🤖 AI Summary
This work addresses the dual challenges of catastrophic forgetting and the high cost of reward annotation in continual reinforcement learning by proposing a method that learns perception-driven, progress-aware rewards from a small number of unlabeled expert demonstration videos. The approach integrates a state-potential-based reward model with adversarial backward-regularization to mitigate distributional shift, and unifies reward learning, PPO, coreset experience replay, and synaptic intelligence within a native differentiable JAX framework to enable efficient and stable lifelong learning.

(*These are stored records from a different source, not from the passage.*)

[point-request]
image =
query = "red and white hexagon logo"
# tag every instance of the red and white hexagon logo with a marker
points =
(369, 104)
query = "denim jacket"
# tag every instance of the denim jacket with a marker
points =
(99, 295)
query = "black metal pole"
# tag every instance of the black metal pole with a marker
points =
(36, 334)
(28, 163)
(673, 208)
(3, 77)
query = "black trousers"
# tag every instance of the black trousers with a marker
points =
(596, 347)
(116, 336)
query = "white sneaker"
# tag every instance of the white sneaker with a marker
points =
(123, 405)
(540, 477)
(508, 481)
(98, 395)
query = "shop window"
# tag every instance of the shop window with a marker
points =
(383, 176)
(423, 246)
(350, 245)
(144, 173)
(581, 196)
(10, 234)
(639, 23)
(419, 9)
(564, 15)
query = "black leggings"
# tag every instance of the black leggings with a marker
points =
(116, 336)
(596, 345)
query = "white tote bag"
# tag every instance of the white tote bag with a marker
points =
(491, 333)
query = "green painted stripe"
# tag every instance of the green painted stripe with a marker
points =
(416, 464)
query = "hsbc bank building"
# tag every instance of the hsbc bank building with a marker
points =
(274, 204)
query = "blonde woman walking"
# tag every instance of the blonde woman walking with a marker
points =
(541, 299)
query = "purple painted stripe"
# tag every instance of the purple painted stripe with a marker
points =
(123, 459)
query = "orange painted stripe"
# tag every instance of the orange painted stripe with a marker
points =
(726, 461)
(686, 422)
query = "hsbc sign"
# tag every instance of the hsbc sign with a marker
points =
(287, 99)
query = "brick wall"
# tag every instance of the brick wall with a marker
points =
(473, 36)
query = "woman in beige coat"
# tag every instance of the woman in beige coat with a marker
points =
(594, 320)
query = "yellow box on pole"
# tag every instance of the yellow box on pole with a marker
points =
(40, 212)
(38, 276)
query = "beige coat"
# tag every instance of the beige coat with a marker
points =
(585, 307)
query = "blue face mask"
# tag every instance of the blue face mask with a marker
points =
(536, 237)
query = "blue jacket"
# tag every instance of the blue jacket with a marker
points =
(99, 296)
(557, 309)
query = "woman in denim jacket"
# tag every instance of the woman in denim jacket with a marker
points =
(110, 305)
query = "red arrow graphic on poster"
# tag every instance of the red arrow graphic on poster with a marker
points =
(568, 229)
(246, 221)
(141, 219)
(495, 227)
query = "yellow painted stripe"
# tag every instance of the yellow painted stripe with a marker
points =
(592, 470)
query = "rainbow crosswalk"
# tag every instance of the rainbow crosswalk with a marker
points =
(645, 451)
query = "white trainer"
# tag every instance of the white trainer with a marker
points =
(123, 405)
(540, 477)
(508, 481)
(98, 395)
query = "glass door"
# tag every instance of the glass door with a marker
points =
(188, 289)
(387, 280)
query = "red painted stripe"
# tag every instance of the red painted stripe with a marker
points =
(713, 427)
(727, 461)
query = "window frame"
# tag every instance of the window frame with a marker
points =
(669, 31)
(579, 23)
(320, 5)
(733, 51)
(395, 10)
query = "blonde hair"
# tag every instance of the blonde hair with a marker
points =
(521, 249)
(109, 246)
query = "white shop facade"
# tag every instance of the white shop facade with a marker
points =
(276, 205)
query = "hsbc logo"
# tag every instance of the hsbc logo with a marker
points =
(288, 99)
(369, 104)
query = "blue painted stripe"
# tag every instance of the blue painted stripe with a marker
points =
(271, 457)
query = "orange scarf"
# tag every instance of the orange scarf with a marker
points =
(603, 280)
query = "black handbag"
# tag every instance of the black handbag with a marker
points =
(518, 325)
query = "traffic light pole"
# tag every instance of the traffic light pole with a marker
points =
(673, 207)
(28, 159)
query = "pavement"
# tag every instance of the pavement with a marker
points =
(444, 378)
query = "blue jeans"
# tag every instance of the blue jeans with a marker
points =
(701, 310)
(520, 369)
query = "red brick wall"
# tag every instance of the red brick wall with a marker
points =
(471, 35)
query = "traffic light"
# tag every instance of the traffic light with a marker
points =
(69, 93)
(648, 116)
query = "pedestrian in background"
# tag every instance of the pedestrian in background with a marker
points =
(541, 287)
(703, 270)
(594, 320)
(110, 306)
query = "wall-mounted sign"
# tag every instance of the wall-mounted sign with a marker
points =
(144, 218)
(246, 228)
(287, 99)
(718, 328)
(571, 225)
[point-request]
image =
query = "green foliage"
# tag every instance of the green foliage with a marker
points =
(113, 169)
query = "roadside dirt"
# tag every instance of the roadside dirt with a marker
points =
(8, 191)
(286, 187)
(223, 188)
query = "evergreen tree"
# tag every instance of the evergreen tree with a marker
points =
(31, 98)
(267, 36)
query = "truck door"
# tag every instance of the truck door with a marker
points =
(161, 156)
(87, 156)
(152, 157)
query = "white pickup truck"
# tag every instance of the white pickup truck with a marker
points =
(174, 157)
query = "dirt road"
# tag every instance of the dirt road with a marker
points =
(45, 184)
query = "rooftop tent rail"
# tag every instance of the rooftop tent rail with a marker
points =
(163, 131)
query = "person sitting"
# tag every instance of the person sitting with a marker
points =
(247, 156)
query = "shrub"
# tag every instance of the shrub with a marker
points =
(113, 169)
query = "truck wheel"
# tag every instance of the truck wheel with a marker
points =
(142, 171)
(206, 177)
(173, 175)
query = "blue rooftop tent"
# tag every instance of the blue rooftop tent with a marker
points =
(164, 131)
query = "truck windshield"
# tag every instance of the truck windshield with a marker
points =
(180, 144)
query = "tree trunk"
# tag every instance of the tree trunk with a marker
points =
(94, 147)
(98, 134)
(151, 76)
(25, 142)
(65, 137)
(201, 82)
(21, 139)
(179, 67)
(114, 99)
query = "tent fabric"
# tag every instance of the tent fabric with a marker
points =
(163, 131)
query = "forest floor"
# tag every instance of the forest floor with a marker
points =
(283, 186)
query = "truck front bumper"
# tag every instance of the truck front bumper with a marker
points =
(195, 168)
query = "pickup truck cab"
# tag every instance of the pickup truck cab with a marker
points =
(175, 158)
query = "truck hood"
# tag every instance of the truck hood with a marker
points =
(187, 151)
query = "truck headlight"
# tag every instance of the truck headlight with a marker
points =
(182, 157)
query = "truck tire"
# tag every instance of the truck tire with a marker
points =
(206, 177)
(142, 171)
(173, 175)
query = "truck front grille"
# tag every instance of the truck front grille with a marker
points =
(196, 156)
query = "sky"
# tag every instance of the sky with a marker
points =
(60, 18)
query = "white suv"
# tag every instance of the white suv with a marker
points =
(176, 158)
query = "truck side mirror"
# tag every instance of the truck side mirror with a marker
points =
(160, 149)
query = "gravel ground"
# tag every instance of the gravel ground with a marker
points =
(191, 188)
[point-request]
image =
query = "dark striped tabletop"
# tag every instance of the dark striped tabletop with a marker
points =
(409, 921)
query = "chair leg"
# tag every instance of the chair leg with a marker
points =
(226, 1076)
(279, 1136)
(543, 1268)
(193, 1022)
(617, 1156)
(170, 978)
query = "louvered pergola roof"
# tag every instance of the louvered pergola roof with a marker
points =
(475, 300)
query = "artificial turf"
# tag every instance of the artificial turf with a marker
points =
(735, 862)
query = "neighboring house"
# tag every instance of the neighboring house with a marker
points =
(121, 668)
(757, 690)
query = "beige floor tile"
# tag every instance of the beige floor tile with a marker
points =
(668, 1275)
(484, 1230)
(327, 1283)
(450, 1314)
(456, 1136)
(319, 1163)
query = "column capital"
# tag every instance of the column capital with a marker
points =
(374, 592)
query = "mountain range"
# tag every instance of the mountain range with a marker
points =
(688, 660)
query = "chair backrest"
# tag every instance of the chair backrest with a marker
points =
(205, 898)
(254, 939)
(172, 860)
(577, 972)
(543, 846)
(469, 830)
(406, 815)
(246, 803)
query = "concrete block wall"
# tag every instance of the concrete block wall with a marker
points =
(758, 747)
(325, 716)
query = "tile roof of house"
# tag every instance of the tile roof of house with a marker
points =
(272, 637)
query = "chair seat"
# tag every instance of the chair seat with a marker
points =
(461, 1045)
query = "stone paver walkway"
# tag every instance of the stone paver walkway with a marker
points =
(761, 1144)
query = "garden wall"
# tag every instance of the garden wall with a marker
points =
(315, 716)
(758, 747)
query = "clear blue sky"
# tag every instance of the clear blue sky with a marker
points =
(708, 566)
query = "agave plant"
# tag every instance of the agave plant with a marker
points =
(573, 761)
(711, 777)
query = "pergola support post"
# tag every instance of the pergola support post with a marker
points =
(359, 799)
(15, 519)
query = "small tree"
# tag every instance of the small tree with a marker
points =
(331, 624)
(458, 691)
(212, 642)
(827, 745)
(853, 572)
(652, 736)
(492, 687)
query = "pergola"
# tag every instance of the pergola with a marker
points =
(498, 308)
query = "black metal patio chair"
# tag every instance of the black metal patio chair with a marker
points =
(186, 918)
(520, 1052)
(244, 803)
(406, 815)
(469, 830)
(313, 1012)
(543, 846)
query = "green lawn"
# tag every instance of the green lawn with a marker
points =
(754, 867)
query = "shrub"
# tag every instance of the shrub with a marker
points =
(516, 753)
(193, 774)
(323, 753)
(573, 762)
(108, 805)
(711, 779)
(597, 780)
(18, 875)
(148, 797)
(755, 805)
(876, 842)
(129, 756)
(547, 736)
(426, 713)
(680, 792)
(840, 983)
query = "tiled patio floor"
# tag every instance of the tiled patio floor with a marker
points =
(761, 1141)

Evaluated on ContinualBench and Meta-World, the method significantly reduces forgetting, accelerates learning, and outperforms existing visual reward and continual learning baselines—even surpassing an idealized perfect-memory agent—while demonstrating strong few-shot skill acquisition capabilities on a real-world robotic platform.
📝 Abstract
We present ProgAgent, a continual reinforcement learning (CRL) agent that unifies progress-aware reward learning with a high-throughput, JAX-native system architecture. Lifelong robotic learning grapples with catastrophic forgetting and the high cost of reward specification. ProgAgent tackles these by deriving dense, shaped rewards from unlabeled expert videos through a perceptual model that estimates task progress across initial, current, and goal observations. We theoretically interpret this as a learned state-potential function, delivering robust guidance in line with expert behaviors. To maintain stability amid online exploration - where novel, out-of-distribution states arise - we incorporate an adversarial push-back refinement that regularizes the reward model, curbing overconfident predictions on non-expert trajectories and countering distribution shift. By embedding this reward mechanism into a JIT-compiled loop, ProgAgent supports massively parallel rollouts and fully differentiable updates, rendering a sophisticated unified objective feasible: it merges PPO with coreset replay and synaptic intelligence for an enhanced stability-plasticity balance. Evaluations on ContinualBench and Meta-World benchmarks highlight ProgAgent's advantages: it markedly reduces forgetting, boosts learning speed, and outperforms key baselines in visual reward learning (e.g., Rank2Reward, TCN) and continual learning (e.g., Coreset, SI) - surpassing even an idealized perfect memory agent. Real-robot trials further validate its ability to acquire complex manipulation skills from noisy, few-shot human demonstrations.